Las elipsis que no existen

En el cine, la elipsis nos ahorra lo innecesario: los trayectos, las pausas, los silencios sin peso.
En la vida no existe tal recurso.
Por eso, cuando el instante se vuelve plano o sin sentido, buscamos distraernos.
El móvil, siempre a mano, llena ese hueco.

Pero no se detiene ahí. Nos engaña con su inmediatez y su promesa de gratificación constante. Así empieza la batalla: dopamina contra serotonina.
La primera nos empuja a buscar estímulos rápidos: una notificación, un clic, un vídeo más. Lo efímero se convierte en refugio.
Y como ya no toleramos el vacío, pronto empezamos a usarlo incluso en momentos que no eran vacíos del todo.
Nuestro cerebro, educado en la urgencia, pierde la capacidad de habitar el tiempo sin sobresaltos.

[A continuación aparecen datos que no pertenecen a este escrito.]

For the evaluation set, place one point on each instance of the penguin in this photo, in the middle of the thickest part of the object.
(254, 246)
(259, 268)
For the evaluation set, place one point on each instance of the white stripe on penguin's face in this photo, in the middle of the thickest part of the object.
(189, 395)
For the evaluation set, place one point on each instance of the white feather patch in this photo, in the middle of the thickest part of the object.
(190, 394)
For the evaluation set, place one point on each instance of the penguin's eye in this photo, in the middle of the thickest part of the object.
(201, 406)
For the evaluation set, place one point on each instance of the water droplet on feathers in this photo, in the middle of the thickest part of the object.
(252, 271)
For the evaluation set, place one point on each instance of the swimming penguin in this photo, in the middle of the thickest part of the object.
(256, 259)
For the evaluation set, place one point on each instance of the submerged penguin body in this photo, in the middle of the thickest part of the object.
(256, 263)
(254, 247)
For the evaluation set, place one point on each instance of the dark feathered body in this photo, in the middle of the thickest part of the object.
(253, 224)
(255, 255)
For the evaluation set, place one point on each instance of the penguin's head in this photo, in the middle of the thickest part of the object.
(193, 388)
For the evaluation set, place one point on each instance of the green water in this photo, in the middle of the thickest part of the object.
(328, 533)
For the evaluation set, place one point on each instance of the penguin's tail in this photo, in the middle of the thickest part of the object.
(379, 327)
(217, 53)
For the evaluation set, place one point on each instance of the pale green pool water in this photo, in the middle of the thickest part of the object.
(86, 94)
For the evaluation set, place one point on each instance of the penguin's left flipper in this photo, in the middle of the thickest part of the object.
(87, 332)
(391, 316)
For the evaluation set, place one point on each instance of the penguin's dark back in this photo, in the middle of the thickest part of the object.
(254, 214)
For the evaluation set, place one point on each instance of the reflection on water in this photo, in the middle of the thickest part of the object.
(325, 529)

En ese hábito de evasión constante, vamos perdiendo algo más que tiempo.
Perdemos la capacidad de sostener una conversación sin mirar el reloj, de observar sin registrar, de esperar sin desesperar.
Perdemos presencia, profundidad y hasta memoria.
Nos alejamos de la contemplación, del ritmo natural de las cosas, de la posibilidad de habitar plenamente lo que sucede.

Ya no recordamos cómo era aburrirse sin angustia, ni cómo se sentía el silencio antes de llenarlo con ruido digital.
Nos alejamos de la contemplación, del ritmo natural de las cosas, de la posibilidad de habitar plenamente lo que sucede.

Vivimos escena a escena, sin cortes, sin edición.
Y quizá por eso, más que nunca, necesitamos reaprender a estar.
Porque no hay tecla de pausa ni montaje final. Solo este instante —completo— si logramos habitarlo.